The words were ugly. They were meant to be. Soft words wasted time and made cruel choices last longer.

Seraq looked down at Varrik. He tried to speak again, but coughed blood instead.

The Stone Crow woman closed her eyes for one breath.

Then she opened them. "Drop the peas. Drop the fish if needed. He comes."

No one argued. Not even Marra.

Two barrels were left behind, rolled into a hollow beneath black brush. One bundle of fish followed. The salt stayed because salt mattered too much, and because it was small enough to carry without stealing a man's whole strength. The line moved again with less food and one dying man.

Marra took the rear and said nothing about it.

The lowlanders did not follow far.

That was another proof of the charcoal path. They came to the lower rise, shouted into trees, loosed two arrows at shadows, and then stopped. Perhaps they feared more raiders above. Perhaps they feared leaving the ford and houses behind. Perhaps they were old enough to know when anger had reached the edge of useful ground. Whatever the reason, their voices faded behind the trees as Seraq's group climbed higher into dark.

Only after they reached the first safe shelf did Varrik die.

He did it quietly, which seemed unfair after all the noise made to save him. One moment he was breathing in wet, shallow pulls. The next he was not. The two Stone Crows carrying him stopped before anyone told them. Seraq stood over him with her face hard enough to break a hand against. Marra came up beside her and looked at the dead man, then at the loads they had kept.

For once, she did not say they should have left him.

Seraq looked at her anyway. "Say it."

Marra shook her head. "No."

"You think it."

"I think many things."

"Say this one."

Marra looked back down the path, where no pursuit had reached them, then at the dead Stone Crow. "If we had taken the ford, more than him would be dead."

Seraq's jaw worked once.

That was not comfort. It was not meant to be. It was only the truth they had.

They wrapped Varrik in his cloak and tied him across a carrying pole. That took time, but less than burying him and less shame than leaving him for foxes. Two Stone Crows carried him now because he was theirs, and no one asked them to carry sacks instead. The loads were lighter than planned, but not empty: flour, oats, dried eel, salt, two small tools, and enough food to matter if counted honestly. Not a rich strike. Not a failure.

Something in between.

Most raids were.

...

They reached the upper ridge long after the bell had stopped ringing behind them.

The village was hidden by trees and slope now, but the glow of lanterns still moved below like trapped fireflies. Men would be searching the ford. Women would be counting what was missing. Someone would find the dropped sack of oats, perhaps, if wolves or wet did not spoil it first. Someone would tell the story wrong before dawn. That was always how raids became larger in the mouths of those who survived them and smaller in the mouths of those who wanted to repeat them.
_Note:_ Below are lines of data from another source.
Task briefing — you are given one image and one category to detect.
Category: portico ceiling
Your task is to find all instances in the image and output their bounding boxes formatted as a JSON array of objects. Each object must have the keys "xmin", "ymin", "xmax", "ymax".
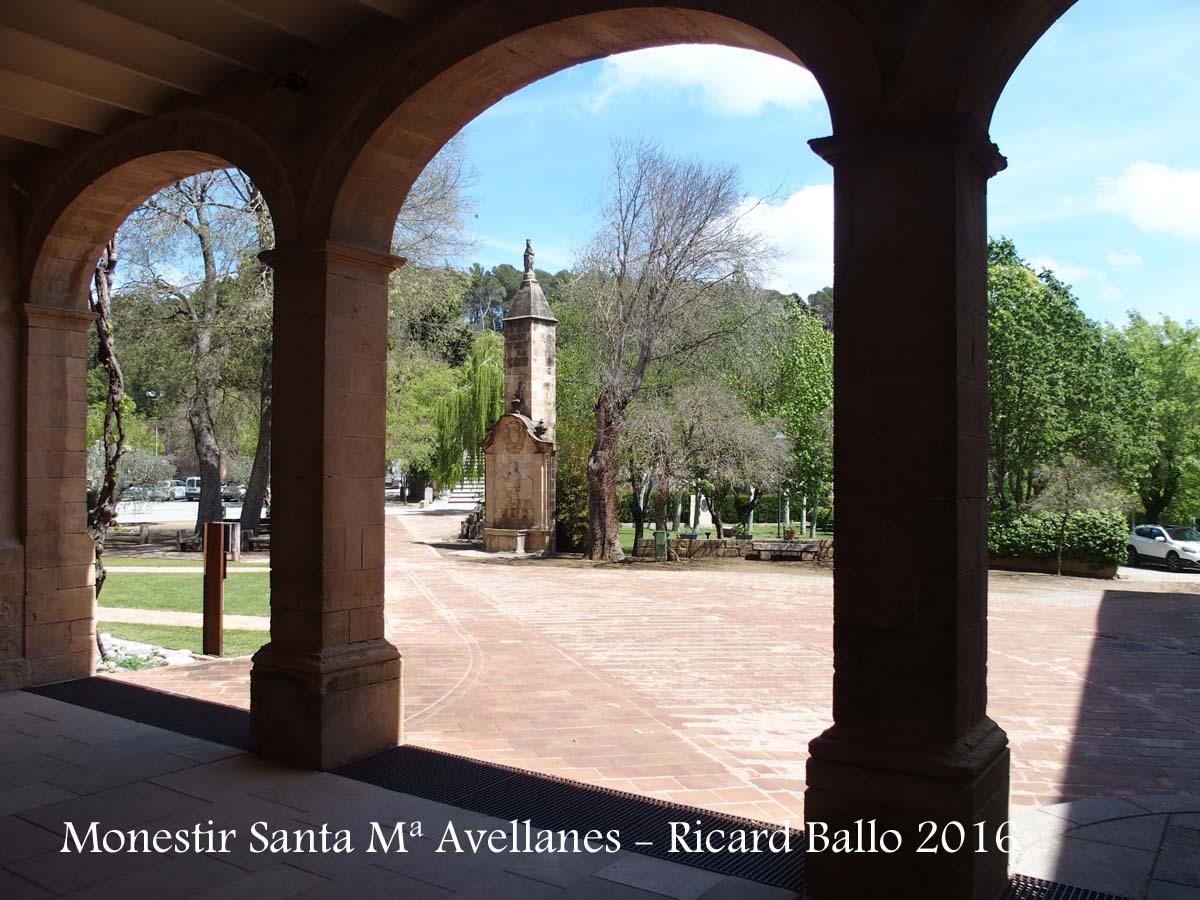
[{"xmin": 0, "ymin": 0, "xmax": 426, "ymax": 166}]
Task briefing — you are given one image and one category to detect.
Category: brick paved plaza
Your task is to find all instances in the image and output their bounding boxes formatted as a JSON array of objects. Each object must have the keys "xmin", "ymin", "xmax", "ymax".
[{"xmin": 114, "ymin": 510, "xmax": 1200, "ymax": 822}]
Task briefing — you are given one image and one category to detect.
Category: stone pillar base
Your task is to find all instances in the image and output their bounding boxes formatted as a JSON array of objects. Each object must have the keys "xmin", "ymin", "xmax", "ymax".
[
  {"xmin": 0, "ymin": 659, "xmax": 31, "ymax": 692},
  {"xmin": 804, "ymin": 719, "xmax": 1008, "ymax": 900},
  {"xmin": 250, "ymin": 638, "xmax": 403, "ymax": 769}
]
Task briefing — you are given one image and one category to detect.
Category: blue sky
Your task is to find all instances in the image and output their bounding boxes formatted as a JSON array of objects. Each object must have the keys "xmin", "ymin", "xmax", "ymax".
[{"xmin": 451, "ymin": 0, "xmax": 1200, "ymax": 322}]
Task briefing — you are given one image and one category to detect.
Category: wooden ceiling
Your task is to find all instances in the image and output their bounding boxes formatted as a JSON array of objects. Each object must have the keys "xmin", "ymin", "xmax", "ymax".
[{"xmin": 0, "ymin": 0, "xmax": 422, "ymax": 164}]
Seraq called the final halt near a line of blackened stumps left from old charcoal burning. Men crouched in the snow, breathing hard. The wounded Painted Dog with the bitten arm finally let someone bind him. One Stone Crow vomited quietly behind a tree, whether from fear, exertion, or the smell of Varrik's blood, Marra did not know. She did not ask.

Seraq looked at the loads again. "Less than we came for."

"Yes," Marra said.

"More than nothing."

"Yes."

"One dead."

"Yes."

Seraq looked toward the dark where the other groups would be moving somewhere beyond the ridges. "The plan cracked here."

Marra adjusted the wrap around her damaged hand. "Plans always crack. Good ones leave a way out through the crack."

Seraq gave a tired snort. "That Harrag's saying?"

"No. Mine."

"Better than most of his, then."

Marra almost smiled, but did not. She looked back toward the lower valley one last time. "We move. Dead men get heavier when the living stand too long."

That was practical enough to be accepted.

They lifted the loads and the body and continued upward.

The ford had been faster. The charcoal path had been longer, colder, and meaner underfoot. It had made them drop food, sweat through their clothes, curse under their breath, and carry a dead man farther than anyone wanted.

It was also the reason the rest of them lived.